EXTRACT (Extract Data Table)

The EXTRACT function of DBUTLTY reads a ddb table and writes it to the output data set in the specified sequence. EXTRACT outputs data in expanded form.
datacom151
The EXTRACT function of DBUTLTY reads a 
CA Datacom®/DB
 table and writes it to the output data set in the specified sequence. EXTRACT outputs data in expanded form.
 
More Information:
 
The following topics are discussed on this page:
 
 
When to Use EXTRACT
Use the EXTRACT function when you intend to process table information for use with the 
CA Datacom® Datadictionary™
 Record Migration Facility utility (DDRMFLM) in fixed-block format or for use outside the 
CA Datacom®
 environment. To back up a table in compressed form, use the BACKUP function for the entire data area that contains the table.

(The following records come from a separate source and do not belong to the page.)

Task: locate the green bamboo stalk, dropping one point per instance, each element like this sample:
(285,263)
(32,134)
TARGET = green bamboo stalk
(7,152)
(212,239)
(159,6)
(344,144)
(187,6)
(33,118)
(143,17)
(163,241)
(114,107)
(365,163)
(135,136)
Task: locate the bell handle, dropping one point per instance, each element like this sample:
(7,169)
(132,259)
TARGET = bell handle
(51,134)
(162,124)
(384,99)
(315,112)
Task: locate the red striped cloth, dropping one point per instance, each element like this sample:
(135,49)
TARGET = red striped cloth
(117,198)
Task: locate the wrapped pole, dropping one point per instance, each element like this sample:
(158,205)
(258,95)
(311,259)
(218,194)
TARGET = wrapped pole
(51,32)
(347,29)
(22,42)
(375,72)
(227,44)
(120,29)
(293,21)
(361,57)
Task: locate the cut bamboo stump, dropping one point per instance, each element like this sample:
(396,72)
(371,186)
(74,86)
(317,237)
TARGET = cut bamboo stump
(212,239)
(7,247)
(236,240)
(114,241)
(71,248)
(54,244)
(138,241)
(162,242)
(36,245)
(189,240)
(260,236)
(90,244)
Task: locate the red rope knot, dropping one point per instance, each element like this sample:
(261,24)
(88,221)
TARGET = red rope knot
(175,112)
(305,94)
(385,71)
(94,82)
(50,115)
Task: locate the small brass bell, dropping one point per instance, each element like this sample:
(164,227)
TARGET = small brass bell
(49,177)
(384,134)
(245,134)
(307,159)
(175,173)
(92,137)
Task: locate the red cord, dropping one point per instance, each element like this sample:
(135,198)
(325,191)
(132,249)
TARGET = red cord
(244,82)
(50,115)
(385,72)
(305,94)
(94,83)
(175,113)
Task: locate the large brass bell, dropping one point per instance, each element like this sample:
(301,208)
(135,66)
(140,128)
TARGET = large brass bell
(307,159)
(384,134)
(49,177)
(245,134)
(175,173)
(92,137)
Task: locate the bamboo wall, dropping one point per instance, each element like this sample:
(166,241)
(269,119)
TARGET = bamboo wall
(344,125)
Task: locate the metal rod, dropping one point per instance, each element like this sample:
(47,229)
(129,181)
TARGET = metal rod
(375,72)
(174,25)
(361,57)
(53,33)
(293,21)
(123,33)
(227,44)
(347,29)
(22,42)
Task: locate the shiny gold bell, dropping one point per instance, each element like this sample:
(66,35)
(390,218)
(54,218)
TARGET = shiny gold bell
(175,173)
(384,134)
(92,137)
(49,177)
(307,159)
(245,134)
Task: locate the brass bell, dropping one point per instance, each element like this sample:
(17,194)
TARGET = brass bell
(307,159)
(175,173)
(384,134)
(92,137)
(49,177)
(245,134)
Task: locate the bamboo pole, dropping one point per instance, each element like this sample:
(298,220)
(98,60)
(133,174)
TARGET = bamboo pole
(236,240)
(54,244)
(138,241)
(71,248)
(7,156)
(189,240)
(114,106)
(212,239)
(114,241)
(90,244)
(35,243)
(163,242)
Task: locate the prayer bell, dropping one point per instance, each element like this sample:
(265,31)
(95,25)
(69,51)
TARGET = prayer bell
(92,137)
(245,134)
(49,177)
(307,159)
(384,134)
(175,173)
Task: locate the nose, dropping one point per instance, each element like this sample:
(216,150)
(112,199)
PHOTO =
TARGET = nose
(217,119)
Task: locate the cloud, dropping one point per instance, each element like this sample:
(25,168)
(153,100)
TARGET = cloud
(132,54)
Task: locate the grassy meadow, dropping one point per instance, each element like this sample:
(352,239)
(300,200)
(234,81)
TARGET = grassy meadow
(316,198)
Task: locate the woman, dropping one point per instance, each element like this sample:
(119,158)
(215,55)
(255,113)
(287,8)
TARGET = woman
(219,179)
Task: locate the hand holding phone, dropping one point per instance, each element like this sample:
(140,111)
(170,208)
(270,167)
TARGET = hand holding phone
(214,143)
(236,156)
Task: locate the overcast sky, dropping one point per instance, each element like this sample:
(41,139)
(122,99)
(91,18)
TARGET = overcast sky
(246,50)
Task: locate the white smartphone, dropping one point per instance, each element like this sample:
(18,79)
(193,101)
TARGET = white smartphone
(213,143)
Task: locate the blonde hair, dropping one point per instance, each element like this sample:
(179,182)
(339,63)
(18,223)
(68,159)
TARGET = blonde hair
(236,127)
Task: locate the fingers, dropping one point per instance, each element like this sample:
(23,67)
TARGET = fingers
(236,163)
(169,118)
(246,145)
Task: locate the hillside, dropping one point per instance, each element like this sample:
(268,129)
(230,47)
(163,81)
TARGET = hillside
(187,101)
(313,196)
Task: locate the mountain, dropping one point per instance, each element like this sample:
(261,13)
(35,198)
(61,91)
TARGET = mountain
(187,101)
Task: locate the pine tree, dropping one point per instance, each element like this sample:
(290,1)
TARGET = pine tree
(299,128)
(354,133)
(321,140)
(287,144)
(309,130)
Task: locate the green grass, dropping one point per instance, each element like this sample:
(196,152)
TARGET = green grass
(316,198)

In Simplify mode, the function expects MUF to be enabled. This provides control and protection. If MUF is not enabled, this function should wait for MUF to enable. If you are required to execute the function without MUF enabled, for example if it is needed to allow restart to execute, the function must either follow a function that can only run with MUF not enabled or follow a function to acknowledge MUF is not enabled with SET OPTION1=MUF_NOT_ENABLED. It is possible (but not recommended) to use SET OPTION1=MUF_ENABLED_OR_DISABLED. The function without MULTUSE=YES and MUF enabled does not require or want the database to be closed. However, there must be no open URT for any table in the base, except that SEQ=PHYSICAL allows URT entries.

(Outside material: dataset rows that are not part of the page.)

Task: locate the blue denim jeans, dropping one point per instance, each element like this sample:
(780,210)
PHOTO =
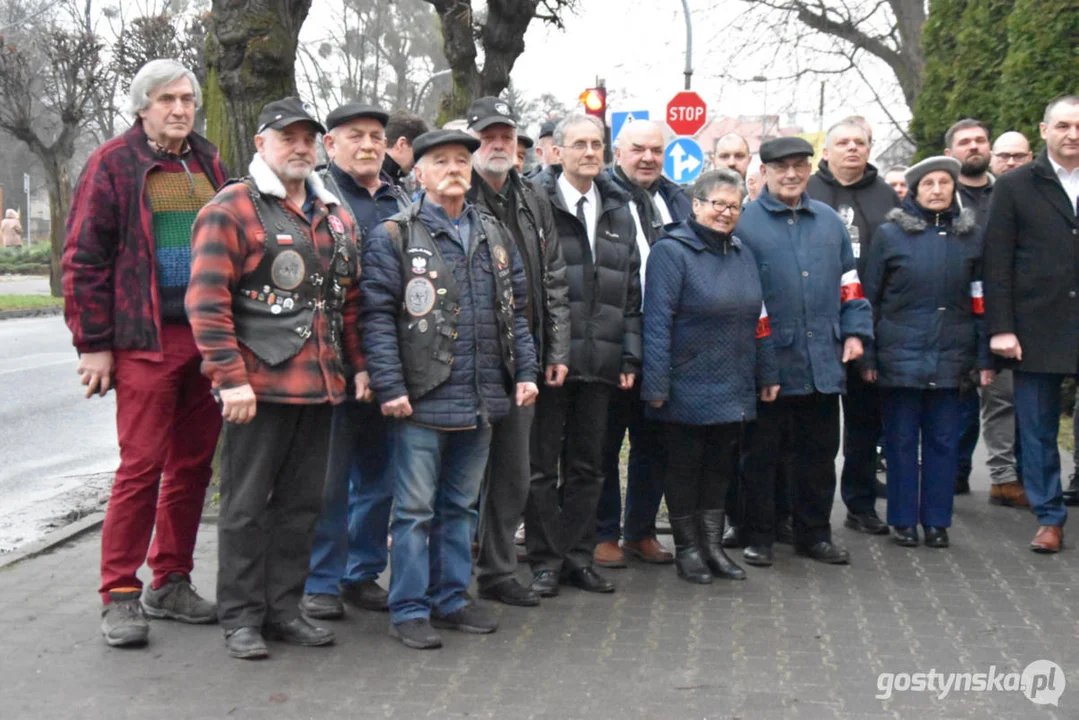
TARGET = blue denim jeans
(350,543)
(1038,416)
(644,481)
(437,476)
(930,417)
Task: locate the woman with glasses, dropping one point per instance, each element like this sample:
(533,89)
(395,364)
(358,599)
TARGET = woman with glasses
(924,280)
(708,356)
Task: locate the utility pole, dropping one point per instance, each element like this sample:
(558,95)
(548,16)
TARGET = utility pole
(688,43)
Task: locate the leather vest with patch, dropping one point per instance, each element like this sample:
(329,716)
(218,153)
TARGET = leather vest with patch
(274,308)
(427,325)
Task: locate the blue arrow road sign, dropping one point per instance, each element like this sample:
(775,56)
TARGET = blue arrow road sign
(683,160)
(618,121)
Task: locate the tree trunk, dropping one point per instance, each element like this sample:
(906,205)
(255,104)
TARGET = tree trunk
(250,59)
(58,184)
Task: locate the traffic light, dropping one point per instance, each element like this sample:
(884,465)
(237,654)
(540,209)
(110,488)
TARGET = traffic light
(595,102)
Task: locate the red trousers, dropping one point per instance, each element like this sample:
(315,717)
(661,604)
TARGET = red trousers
(167,422)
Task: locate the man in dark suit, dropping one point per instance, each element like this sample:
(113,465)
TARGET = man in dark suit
(1032,302)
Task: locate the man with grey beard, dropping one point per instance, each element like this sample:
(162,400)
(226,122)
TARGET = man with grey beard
(500,190)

Extracting in Native Key Sequence
When not using Simplify or MUF is not enabled, an extract of a table in Native Key sequence without MULTUSE=YES requires that the database not be open for update by any copy of 
CA Datacom®/DB
. This protection helps ensure the successful retrieval of the data. Multiple EXTRACTs may be executing at once with the same or different tables in the database. However, if two or more are executing within a single area, the completion of the first updates the Directory (CXX) to remove the fact that the area is being unloaded, which loses protection for any remaining EXTRACTs for an area. Therefore, to help ensure protection, only one table in an area should be done at one time.
An extract with MULTUSE=YES requires that the database be set in the MUF startup without ACCESS NOOPT. The database is opened for update during the EXTRACT, and that update protects the area containing the table to ensure a successful retrieval of the data.
 With MULTUSE=YES, only one EXTRACT or BACKUP may be executing at one time within a single data area.
When using Native Key sequence you can do a parallel extract.
Extracting in Physical Key Sequence
With UPDATE=YES, the physical extract occurs with the rules as previously described (for Native Key sequence).
Without UPDATE=YES, the physical extract executes with few requirements and no protection. It was designed for the special case of extracting the data with I/O errors or during maintenance for a 
hot
 backup. With no protection, the data is the best that it is possible to get by reading what is on the DASD at the time it is read. This option should be executed when the submitter is watching or controlling other activity.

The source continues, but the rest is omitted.